I'm new to the forum and (almost completely) new to woodworking, having only some experience at rough log cutting in a boyscout company some year ago.
Why I'm here
Lately I've seen my registration studio desk, bought by IKEA and modded with a hand made shelf for added space, doesn't have quite the right proportions (I have a 24-pounds, 88-keys digital piano laying on the desk behind the PC keyboard, and having it too high and far from the shoulders makes it uncomfortable to play). Moreover, as my partner is thinking about moving abroad, I wouldn't mind having a desk that can be reassembled "indefinitely" so that it's easy to disassemble and move.
The proportions of the ideal desk would be similar to this one: https://zaorstudiofurniture.com/index.php?page=mizaz (image below)
It doesn't have to have a sliding sub-desk and I'm not particularly interested in the sleek design, but the drawer slot is a central piece of the design, as the 24-pounds piano would sit there, under the desk board, ready to slide out when necessary and at the right height for me to play it comfortably. On the desk board would sit my PC equipment, with mixers and speakers.
The main downsides to buying this desk are:
- I'm not sure whether this can be safely disassembled and reassembled, and if so I'm not sure how many times can I do this;
- 650€ is a bit steep a price for what I would be gaining by changing the desk;
- I'm not sure that the desk matches my proportions and how much can I modify it to suit my needs.
Considered all of this, and considered that I would probably enjoy learning woodworking and applying the techniques to something useful to me, I decided to investigate how to build my "dream desk" myself.
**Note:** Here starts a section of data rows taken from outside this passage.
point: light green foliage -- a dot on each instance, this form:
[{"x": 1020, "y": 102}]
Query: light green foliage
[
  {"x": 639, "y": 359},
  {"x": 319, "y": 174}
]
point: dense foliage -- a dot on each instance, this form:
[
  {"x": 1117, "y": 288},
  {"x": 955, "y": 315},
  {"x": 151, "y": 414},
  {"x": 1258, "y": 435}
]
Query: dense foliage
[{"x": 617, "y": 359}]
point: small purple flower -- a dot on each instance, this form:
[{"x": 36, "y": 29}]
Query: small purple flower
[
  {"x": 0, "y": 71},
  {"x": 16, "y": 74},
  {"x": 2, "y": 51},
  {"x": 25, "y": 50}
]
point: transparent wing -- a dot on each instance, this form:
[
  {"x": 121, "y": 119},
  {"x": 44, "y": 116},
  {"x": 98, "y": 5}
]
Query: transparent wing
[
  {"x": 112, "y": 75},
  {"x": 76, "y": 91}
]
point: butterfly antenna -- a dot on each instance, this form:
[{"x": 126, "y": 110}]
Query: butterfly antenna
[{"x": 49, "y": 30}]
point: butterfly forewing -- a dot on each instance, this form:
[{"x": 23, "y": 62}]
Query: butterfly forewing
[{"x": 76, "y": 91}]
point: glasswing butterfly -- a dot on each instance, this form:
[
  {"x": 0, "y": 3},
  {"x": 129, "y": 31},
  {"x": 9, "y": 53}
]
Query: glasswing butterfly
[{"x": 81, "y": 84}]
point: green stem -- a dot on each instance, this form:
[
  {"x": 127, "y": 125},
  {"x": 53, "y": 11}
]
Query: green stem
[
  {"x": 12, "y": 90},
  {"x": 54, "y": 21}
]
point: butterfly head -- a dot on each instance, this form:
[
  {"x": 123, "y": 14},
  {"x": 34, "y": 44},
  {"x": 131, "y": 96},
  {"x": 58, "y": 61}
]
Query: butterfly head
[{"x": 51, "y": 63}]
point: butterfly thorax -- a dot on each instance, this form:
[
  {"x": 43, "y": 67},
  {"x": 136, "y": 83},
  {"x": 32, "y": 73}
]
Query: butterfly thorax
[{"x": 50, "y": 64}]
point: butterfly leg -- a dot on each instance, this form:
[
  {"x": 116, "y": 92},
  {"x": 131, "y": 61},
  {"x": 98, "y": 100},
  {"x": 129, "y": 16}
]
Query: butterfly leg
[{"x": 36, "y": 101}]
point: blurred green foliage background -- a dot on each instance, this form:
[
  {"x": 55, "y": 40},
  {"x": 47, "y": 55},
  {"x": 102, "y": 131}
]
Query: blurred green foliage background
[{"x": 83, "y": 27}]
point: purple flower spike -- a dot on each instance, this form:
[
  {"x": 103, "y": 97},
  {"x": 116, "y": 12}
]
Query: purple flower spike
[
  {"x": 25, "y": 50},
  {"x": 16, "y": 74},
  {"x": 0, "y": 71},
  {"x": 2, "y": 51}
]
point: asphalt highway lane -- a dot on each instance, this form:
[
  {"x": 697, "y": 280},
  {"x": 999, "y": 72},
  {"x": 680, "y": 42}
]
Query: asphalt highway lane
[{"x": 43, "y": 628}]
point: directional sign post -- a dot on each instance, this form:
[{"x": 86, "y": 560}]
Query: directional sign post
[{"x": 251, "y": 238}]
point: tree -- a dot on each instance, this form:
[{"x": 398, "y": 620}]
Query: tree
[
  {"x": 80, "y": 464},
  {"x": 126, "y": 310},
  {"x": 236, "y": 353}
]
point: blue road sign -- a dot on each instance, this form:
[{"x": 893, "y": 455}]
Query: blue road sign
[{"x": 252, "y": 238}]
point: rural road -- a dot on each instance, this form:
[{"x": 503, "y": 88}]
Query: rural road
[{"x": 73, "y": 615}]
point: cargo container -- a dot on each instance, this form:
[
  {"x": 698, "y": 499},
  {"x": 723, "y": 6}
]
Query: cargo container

Obviously I'll start low and tackle lesser project first, but this would be my grand goal.
Project dimensions and projected weights
The dimensionsI seem to be comfortable with are about the same as the "professional" desk above: the desk board should hover at roughly 32 inches from the ground, while the drawer under it should sit at 25.5 inches. The overall depth is supposed to be around 24 / 25 inches as well, while the drawer should be around 12 inches deep. Minimum width for the drawer is 53 inches, but could go up to 63 depending on considerations about future purchases.
The drawer is supposed to only support the piano and some additional weight from playing, so from 24 pounds up to probably 30 or so (I'm not even sure how to measure the additional weight from body pressure). The desk board should support at most the same weight of the drawer, as the items I would put there are considerably lighter than the piano itself.
I've seen wood-and-pipes projects on Pinterest (example below), but I'm not sure where (and whether) I can find the right pipe components and how much customizable they can be without buying additional equipment (like metal pipe cutters).
So, I'm leaning towards full-wood projects.
Joining the pieces
Building a desk is a relatively easy task, but I think the thing that makes it interesting is my requirement for ease of assembly. Having to be able to disassemble the desk, many joints that are designed to last are not usable in this project.
Because of this requirement, I almost completely ruled out glue. It could however be used to join lesser pieces as long as they are reasonably small and it makes sense to pack them together. As an example, if I think of a desk with separate legs on four angles instead of two wood slabs, the structure keeping together the legs on the shorter sides could be joined together with screws and glue. I have no problem in glueing or screwing pieces together as long as the complexive size is less than the largest piece (i.e. the desk board).
I talked with friends more "manually skilled" than me and confirmed that screws can, in the long run, ruin the wood. Therefore I would prefer not using screws, or at least use metal screw guides to be inserted in the wood so that the wood itself is not ruined by the screw and if the guide is ruined it can be safely and cheaply replaced. A friend of mine described this system, but I wouldn't know how to name these "guides" and my friend didn't remember the name as well.
I read a bit about wood joints in general. I'm inclined towards using mortise and tenon joints, maybe wedged M&T joints for added stability. I'm not sure about dovetail joints because of the usual requirement of disassembly and my inexperience in woodworking. For what I've seen, other joints all requre some degree of glueing or screwing so I didn't investigate them in depth.
Since I'm limited in budget, (free) time and (free) space I'm not planning in building a full-fledged workbench and purchasing all woodworking tools. This extends limits to which operation I can do on the wood, as specialized tools may be required (or highly recommended) for some techniques.
Seen my inexperience and the lack of specialized woodworking experts around me, I decided to come here and ask advice.
Am I thinking the right way? Am I missing something? Are there solution that I, in my inexperience, have overlooked? Do you see obvious flaws or errors in what I exposed?